Skripsi
Analisis saluran drainase pada Kelurahan Bareng Kota Malang dengan simulasi aplikasi SWMM (storm water management model) / Satriyo Arif Fauziansyah
Abstrak
Kota Malang yang merupakan kota dengan jumlah penduduk terbesar kedua di Jawa Timur mengalami peningkatan jumlah penduduk yang berdampak pada penggunaan lahan dan berkurangnya daerah resapan air sehingga meningkatkan resiko terjadinya luapan atau banjir. Masalah ini terlihat jelas di Jalan Bareng Raya II Kelurahan Bareng yang telah terjadi banjir akibat dengan intensitas hujan yang tinggi pada 29 April 2023. Tentunya hal tersebut harus segera ditangani agar penduduk yang tinggal dilokasi tersebut bisa hidup dengan nyaman.
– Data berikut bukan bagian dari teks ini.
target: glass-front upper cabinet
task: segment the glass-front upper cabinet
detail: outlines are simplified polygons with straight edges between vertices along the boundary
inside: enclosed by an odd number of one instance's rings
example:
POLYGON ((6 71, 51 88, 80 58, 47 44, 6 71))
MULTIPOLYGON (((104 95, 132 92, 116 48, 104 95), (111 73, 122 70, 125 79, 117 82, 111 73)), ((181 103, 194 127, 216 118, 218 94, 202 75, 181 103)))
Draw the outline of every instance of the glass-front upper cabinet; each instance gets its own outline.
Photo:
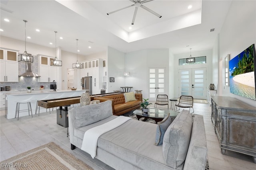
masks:
POLYGON ((15 51, 0 49, 0 60, 18 61, 18 52, 15 51))

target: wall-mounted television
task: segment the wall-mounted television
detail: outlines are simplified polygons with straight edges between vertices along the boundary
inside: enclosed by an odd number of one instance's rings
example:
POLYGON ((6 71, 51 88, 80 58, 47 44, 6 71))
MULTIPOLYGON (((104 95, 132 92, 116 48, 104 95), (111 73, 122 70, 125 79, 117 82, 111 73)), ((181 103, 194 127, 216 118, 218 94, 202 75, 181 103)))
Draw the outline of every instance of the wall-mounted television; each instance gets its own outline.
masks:
POLYGON ((256 100, 256 54, 253 44, 229 61, 230 92, 256 100))

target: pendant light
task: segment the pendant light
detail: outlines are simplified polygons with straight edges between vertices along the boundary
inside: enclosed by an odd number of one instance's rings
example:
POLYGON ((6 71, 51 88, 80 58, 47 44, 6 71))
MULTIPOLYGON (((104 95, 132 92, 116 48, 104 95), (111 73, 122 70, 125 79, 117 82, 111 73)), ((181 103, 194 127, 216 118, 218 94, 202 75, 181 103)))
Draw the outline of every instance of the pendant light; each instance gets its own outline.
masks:
POLYGON ((191 49, 190 49, 190 56, 189 58, 186 59, 186 61, 187 63, 195 63, 195 57, 192 57, 191 55, 191 49))
POLYGON ((30 54, 28 54, 27 53, 27 50, 26 49, 26 23, 28 21, 26 20, 24 20, 23 21, 25 22, 25 51, 23 54, 20 54, 18 55, 18 61, 23 61, 26 63, 33 63, 33 57, 30 54))
POLYGON ((58 60, 58 58, 57 58, 56 55, 56 51, 57 51, 57 48, 56 48, 56 36, 57 35, 57 32, 56 31, 54 31, 55 33, 55 57, 54 59, 51 61, 51 62, 50 63, 50 65, 51 66, 62 66, 62 62, 60 60, 58 60))
POLYGON ((72 64, 72 68, 75 69, 81 69, 82 68, 82 64, 78 63, 78 60, 77 57, 77 41, 78 41, 78 39, 76 39, 76 63, 74 63, 72 64))

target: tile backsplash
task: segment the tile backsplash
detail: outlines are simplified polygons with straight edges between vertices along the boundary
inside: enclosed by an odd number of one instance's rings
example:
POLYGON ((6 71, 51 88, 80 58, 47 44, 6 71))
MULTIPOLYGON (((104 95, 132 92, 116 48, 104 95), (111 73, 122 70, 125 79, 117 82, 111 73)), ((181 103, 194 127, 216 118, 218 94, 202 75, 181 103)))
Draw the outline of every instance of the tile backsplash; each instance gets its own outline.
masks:
MULTIPOLYGON (((32 71, 38 74, 38 61, 37 55, 34 57, 34 62, 32 63, 32 71)), ((26 72, 26 63, 24 62, 18 62, 19 75, 26 72)), ((44 89, 50 89, 50 84, 52 82, 38 82, 38 77, 19 77, 18 82, 0 82, 0 86, 5 87, 10 86, 10 90, 26 90, 27 87, 30 86, 32 89, 38 90, 41 85, 44 86, 44 89)), ((57 86, 58 87, 58 86, 57 86)), ((4 88, 5 89, 5 88, 4 88)))

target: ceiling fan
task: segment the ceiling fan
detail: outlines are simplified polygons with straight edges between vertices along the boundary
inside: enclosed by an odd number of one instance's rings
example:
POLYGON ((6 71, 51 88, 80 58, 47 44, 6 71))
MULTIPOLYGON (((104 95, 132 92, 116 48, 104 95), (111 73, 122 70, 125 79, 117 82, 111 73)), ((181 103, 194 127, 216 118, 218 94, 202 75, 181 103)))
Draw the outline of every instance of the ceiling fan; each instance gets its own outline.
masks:
POLYGON ((133 14, 133 18, 132 18, 132 25, 133 25, 134 23, 134 20, 135 20, 135 18, 136 17, 136 15, 137 14, 137 11, 138 11, 138 8, 139 7, 142 8, 144 9, 145 10, 146 10, 147 11, 148 11, 149 12, 150 12, 153 14, 157 16, 158 17, 159 17, 159 18, 160 18, 161 17, 162 17, 162 16, 160 16, 160 15, 157 14, 156 12, 152 11, 152 10, 150 10, 150 9, 146 7, 146 6, 142 5, 142 4, 144 4, 150 1, 152 1, 152 0, 144 0, 142 1, 141 1, 141 0, 129 0, 134 3, 134 4, 130 5, 128 6, 126 6, 126 7, 123 8, 122 8, 119 9, 119 10, 116 10, 115 11, 114 11, 112 12, 109 12, 107 13, 107 14, 108 15, 109 14, 111 14, 114 13, 116 12, 121 11, 121 10, 123 10, 125 9, 135 6, 135 10, 134 11, 134 13, 133 14))

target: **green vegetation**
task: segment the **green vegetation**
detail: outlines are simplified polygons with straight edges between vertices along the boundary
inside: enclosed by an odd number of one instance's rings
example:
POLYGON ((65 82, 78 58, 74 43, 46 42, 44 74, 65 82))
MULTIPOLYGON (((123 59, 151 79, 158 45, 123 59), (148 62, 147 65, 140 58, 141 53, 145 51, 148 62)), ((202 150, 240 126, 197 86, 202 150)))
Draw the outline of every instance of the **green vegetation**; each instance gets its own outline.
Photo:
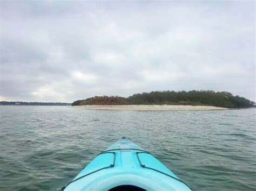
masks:
POLYGON ((228 92, 211 90, 151 91, 134 94, 128 97, 95 96, 76 101, 72 105, 126 104, 212 105, 230 108, 255 107, 254 102, 244 97, 234 96, 228 92))
MULTIPOLYGON (((127 105, 129 103, 124 97, 118 96, 95 96, 79 100, 79 105, 127 105)), ((75 102, 74 102, 75 103, 75 102)), ((72 105, 74 105, 73 103, 72 105)))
Tujuan dilakukan penelitian ini untuk mengetahui kondisi eksisting jaringan drainase di Jalan Bareng Raya II Kelurahan Bareng Kota Malang dan mengetahui upaya yang dilakukan dalam mengatasi luapan di Jalan Bareng Raya II Kelurahan Bareng Kota Malang. Rancangan penelitian ini adalah menggunakan metode penelitian deskriptif kuantitatif berupa pengumpulan data analisis data dan interpretasi hasil analisis untuk memperoleh informasi sehingga dapat memuat kesimpulan. Penelitian ini dibantu dengan aplikasi SWMM (Storm Water Management Model) dalam mensimulasikan saluran yang meluap. Data primer diperoleh dari observasi pengukuran langsung dilapangan sedangkan data sekunder diperoleh dari Dinas PUPR Kota Malang dan BPS (Badan Pusat Statistik). Proses analisis data dilakukan dengan beberapa tahapan diantaranya adalah analisis kapasitas tampungan analisis debit hidrologi analisis debit buangan evaluasi jaringan drainase eksisting simulasi menggunakan aplikasi SWMM (Storm Water Management Model) dan melakukan upaya penanganan luapan disaluran yang mengalami luapan. Hasil penelitian menunjukkan bahwa saluran yang mengalami luapan berdasarkan kondisi eksisting ada terdapat 11 unit yaitu saluran saluran C10 C12 C17 C18 C19 C20 C21 C22 C26 C27 dan C28. Upaya penanganan yang dilakukan di Jalan Bareng Raya II yang terdiri dari C10 dan C12 adalah dengan membersihkan saluran drainase dari sampah memberikan edukasi berupa aturan kepada masyarakat pembuatan 2 unit sumur resapan dan 111 unit lubang resapan biopori. Sedangkan untuk Jalan Bareng Raya IIA yang terdiri dari saluran C17 C18 C19 C20 C21 C22 C26 C27 dan C28 adalah dengan membersihkan saluran drainase dari sedimentasi berupa lumut dan tumbuhan melakukan edukasi dan penegakan tata ruang pembuatan 9 unit sumur resapan dan 151 unit lubang resapan biopori.